On Evaluating the Robustness of Large Vision-Language Models via Untargeted Modality Alignment Breaking Adversarial Attack

Large Vision-Language Models (LVLMs) have achieved remarkable success in multimodal tasks by aligning the representation space of visual encoders to that of the LLMs. However, they remain vulnerable to transferable adversarial attacks, which can manipulate the LVLMs' output without accessing the model. Ensuring their reliable deployment thus requires a rigorous evaluation of black-box robustness. Current methods provide a limited assessment by perturbing only the visual encoder of LVLMs and often neglect untargeted attack scenarios. In this work, we propose the Modality Alignment Breaking Attack (MABA), a novel transferable, untargeted adversarial attack for evaluating the black-box robustness of LVLMs.

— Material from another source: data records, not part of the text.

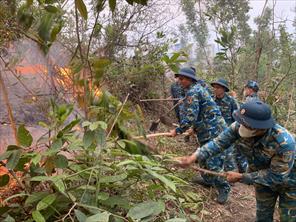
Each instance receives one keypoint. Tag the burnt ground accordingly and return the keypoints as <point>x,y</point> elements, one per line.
<point>241,205</point>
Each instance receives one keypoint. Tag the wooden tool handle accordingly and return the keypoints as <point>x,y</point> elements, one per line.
<point>167,99</point>
<point>152,135</point>
<point>208,172</point>
<point>156,135</point>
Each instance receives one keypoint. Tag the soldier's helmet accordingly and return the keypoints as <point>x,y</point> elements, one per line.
<point>221,82</point>
<point>253,85</point>
<point>188,72</point>
<point>255,115</point>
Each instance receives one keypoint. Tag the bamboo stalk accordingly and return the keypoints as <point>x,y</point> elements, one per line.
<point>155,135</point>
<point>201,170</point>
<point>167,99</point>
<point>9,110</point>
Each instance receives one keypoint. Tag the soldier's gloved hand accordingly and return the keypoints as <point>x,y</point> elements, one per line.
<point>185,161</point>
<point>173,133</point>
<point>233,177</point>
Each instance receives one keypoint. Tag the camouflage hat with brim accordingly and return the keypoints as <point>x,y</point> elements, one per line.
<point>255,115</point>
<point>221,82</point>
<point>187,72</point>
<point>253,85</point>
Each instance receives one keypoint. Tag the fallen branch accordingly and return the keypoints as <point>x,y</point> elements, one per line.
<point>214,173</point>
<point>156,135</point>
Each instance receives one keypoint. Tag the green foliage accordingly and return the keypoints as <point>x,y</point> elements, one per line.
<point>88,175</point>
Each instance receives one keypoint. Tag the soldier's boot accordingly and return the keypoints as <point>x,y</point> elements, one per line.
<point>187,139</point>
<point>199,180</point>
<point>223,195</point>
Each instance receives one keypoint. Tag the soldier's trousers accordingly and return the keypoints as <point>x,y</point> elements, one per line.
<point>229,162</point>
<point>266,199</point>
<point>240,159</point>
<point>215,163</point>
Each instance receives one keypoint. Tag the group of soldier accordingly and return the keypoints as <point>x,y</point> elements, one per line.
<point>242,140</point>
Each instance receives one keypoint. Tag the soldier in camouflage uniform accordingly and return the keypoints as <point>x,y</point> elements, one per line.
<point>201,112</point>
<point>271,154</point>
<point>177,92</point>
<point>227,106</point>
<point>251,91</point>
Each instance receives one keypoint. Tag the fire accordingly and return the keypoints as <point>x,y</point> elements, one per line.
<point>33,69</point>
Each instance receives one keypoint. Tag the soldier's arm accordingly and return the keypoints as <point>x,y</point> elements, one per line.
<point>280,168</point>
<point>190,114</point>
<point>219,144</point>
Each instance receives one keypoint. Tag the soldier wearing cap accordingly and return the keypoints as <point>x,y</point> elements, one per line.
<point>177,92</point>
<point>227,106</point>
<point>201,112</point>
<point>271,156</point>
<point>251,91</point>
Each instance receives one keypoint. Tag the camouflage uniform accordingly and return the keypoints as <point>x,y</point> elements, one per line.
<point>227,106</point>
<point>254,96</point>
<point>177,92</point>
<point>201,112</point>
<point>272,168</point>
<point>252,85</point>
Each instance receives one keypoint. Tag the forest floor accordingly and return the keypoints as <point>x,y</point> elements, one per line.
<point>241,205</point>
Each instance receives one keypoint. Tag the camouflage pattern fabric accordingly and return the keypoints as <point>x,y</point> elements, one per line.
<point>177,92</point>
<point>272,167</point>
<point>227,106</point>
<point>254,96</point>
<point>201,112</point>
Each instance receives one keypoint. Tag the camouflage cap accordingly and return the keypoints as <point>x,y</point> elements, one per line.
<point>254,114</point>
<point>253,85</point>
<point>221,82</point>
<point>188,72</point>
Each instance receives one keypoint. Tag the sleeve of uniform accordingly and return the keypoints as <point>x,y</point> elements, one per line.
<point>220,143</point>
<point>190,114</point>
<point>280,166</point>
<point>234,106</point>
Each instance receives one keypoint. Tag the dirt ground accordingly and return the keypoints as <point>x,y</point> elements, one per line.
<point>240,207</point>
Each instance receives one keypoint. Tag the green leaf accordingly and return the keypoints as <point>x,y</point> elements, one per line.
<point>34,197</point>
<point>163,179</point>
<point>79,4</point>
<point>60,161</point>
<point>103,196</point>
<point>100,217</point>
<point>51,9</point>
<point>176,220</point>
<point>146,209</point>
<point>175,57</point>
<point>29,3</point>
<point>46,202</point>
<point>69,127</point>
<point>9,219</point>
<point>36,159</point>
<point>112,5</point>
<point>4,180</point>
<point>13,159</point>
<point>55,31</point>
<point>112,179</point>
<point>101,138</point>
<point>59,185</point>
<point>5,155</point>
<point>37,216</point>
<point>116,201</point>
<point>81,217</point>
<point>24,136</point>
<point>57,144</point>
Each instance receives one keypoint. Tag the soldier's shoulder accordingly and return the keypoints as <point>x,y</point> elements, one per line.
<point>283,136</point>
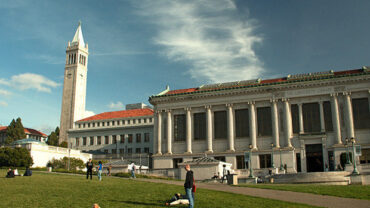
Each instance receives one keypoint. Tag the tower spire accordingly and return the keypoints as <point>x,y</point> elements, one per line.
<point>78,38</point>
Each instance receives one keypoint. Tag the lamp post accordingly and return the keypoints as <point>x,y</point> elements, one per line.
<point>272,155</point>
<point>355,171</point>
<point>348,162</point>
<point>281,162</point>
<point>250,162</point>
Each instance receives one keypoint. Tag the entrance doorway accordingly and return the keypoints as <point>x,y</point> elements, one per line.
<point>314,158</point>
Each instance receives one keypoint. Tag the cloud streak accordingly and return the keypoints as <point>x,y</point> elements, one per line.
<point>217,45</point>
<point>29,81</point>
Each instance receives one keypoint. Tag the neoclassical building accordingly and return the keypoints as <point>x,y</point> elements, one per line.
<point>301,121</point>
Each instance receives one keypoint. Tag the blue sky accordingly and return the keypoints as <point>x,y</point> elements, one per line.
<point>137,47</point>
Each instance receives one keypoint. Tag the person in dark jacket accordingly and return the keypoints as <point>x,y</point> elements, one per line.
<point>89,166</point>
<point>189,185</point>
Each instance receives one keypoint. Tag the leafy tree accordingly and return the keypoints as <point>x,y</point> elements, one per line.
<point>15,131</point>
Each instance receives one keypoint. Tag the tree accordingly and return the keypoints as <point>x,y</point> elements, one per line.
<point>53,138</point>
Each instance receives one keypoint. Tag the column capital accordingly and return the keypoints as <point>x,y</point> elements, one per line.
<point>229,105</point>
<point>347,93</point>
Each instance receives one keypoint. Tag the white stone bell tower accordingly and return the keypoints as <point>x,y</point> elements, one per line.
<point>74,87</point>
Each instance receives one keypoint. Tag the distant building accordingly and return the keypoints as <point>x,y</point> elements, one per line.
<point>116,134</point>
<point>30,134</point>
<point>299,121</point>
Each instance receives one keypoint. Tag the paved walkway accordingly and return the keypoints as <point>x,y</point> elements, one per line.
<point>296,197</point>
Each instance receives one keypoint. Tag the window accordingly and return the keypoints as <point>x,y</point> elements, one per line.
<point>99,140</point>
<point>220,124</point>
<point>220,158</point>
<point>122,138</point>
<point>328,116</point>
<point>114,138</point>
<point>311,117</point>
<point>265,161</point>
<point>264,121</point>
<point>361,114</point>
<point>179,127</point>
<point>242,123</point>
<point>146,137</point>
<point>138,138</point>
<point>240,163</point>
<point>365,156</point>
<point>199,126</point>
<point>295,118</point>
<point>176,162</point>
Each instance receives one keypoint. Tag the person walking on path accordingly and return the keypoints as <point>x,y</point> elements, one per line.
<point>100,170</point>
<point>189,185</point>
<point>89,166</point>
<point>133,171</point>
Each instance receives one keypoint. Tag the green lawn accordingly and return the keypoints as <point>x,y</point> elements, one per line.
<point>350,191</point>
<point>57,190</point>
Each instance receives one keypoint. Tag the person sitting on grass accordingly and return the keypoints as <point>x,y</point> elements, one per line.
<point>177,199</point>
<point>10,173</point>
<point>28,172</point>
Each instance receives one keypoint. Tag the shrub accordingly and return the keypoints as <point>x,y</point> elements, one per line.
<point>15,157</point>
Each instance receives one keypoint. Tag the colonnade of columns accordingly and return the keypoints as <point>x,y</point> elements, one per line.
<point>287,121</point>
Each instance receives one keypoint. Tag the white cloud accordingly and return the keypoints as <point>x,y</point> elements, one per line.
<point>88,113</point>
<point>3,103</point>
<point>4,92</point>
<point>210,37</point>
<point>117,105</point>
<point>30,81</point>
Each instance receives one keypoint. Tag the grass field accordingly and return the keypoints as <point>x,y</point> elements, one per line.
<point>61,190</point>
<point>351,191</point>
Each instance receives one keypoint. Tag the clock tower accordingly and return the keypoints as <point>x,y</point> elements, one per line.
<point>74,87</point>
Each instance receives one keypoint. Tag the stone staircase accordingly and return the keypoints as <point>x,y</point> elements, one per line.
<point>328,178</point>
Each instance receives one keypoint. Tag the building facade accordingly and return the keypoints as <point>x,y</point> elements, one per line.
<point>74,86</point>
<point>116,134</point>
<point>30,134</point>
<point>299,121</point>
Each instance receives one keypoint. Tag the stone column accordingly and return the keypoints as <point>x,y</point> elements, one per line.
<point>252,125</point>
<point>169,132</point>
<point>348,114</point>
<point>275,123</point>
<point>322,119</point>
<point>209,129</point>
<point>287,122</point>
<point>300,118</point>
<point>159,132</point>
<point>230,127</point>
<point>335,118</point>
<point>188,130</point>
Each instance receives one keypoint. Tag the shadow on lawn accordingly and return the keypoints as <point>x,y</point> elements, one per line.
<point>158,203</point>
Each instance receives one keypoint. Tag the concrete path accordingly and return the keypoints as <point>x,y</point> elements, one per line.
<point>296,197</point>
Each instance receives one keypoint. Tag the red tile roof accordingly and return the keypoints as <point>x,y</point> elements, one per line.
<point>27,131</point>
<point>263,82</point>
<point>120,114</point>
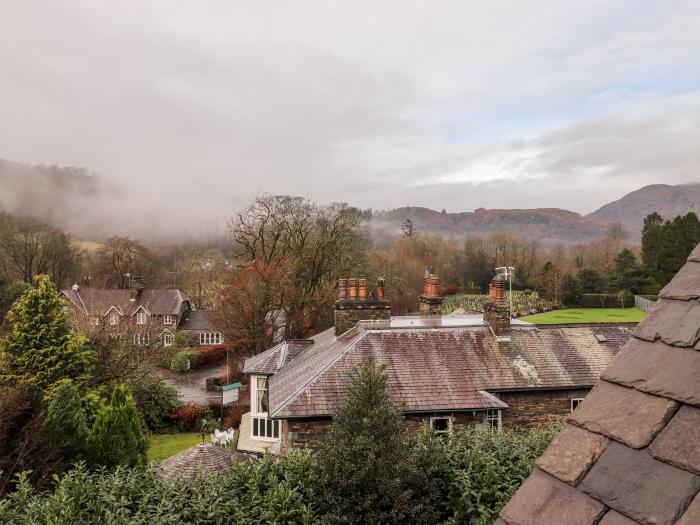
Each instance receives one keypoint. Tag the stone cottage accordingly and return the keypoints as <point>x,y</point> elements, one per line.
<point>446,371</point>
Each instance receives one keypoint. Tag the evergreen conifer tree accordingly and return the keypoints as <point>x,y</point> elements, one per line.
<point>651,239</point>
<point>371,470</point>
<point>66,423</point>
<point>116,437</point>
<point>40,348</point>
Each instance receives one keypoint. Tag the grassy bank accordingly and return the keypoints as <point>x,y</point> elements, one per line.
<point>587,315</point>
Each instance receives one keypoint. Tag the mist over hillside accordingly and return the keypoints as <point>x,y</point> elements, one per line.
<point>92,207</point>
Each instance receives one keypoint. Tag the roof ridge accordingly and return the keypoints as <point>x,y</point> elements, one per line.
<point>318,374</point>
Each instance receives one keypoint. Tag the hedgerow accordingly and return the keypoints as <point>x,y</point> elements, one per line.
<point>475,471</point>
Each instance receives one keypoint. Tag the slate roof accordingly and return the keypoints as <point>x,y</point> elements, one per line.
<point>197,320</point>
<point>203,458</point>
<point>271,360</point>
<point>436,369</point>
<point>631,451</point>
<point>97,301</point>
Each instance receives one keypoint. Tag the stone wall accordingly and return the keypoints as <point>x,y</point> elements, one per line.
<point>529,409</point>
<point>349,313</point>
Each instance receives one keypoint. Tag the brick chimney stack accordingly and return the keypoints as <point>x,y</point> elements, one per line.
<point>496,312</point>
<point>355,305</point>
<point>136,284</point>
<point>430,301</point>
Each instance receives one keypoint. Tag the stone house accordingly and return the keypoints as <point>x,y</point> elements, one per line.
<point>147,315</point>
<point>444,371</point>
<point>631,452</point>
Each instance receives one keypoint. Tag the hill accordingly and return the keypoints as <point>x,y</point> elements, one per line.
<point>668,200</point>
<point>547,225</point>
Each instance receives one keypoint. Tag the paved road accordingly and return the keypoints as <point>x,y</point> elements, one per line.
<point>191,386</point>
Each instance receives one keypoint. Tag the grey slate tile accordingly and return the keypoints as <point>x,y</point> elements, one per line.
<point>658,369</point>
<point>676,323</point>
<point>572,453</point>
<point>685,285</point>
<point>544,500</point>
<point>624,414</point>
<point>639,486</point>
<point>692,514</point>
<point>615,518</point>
<point>679,442</point>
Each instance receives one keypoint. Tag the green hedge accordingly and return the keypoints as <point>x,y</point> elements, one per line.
<point>182,359</point>
<point>477,471</point>
<point>606,300</point>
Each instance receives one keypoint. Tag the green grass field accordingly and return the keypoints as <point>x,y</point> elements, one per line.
<point>587,315</point>
<point>165,445</point>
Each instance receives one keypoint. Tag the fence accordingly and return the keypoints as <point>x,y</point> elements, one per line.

MABA emphasizes disrupting the entire multimodal pipeline, targeting two key phases: visual encoding and modality alignment. First, MABA reveals that the core of transferable adversarial attacks lies in suppressing discriminative visual representations and explicitly uses this as an optimization objective to improve transferability across different LVLMs. Second, MABA introduces a mutual-information-aware projector that acts as a surrogate modality alignment module of LVLMs, effectively breaking cross-modal consistency and enhancing the transferability. Extensive evaluations demonstrate that MABA achieves state-of-the-art performance, leading to an average 58.37% drop in semantic metrics for the image caption task. Through ablation studies on diverse LVLM families, we derive valuable insights into strengthening the robustness of LVLMs.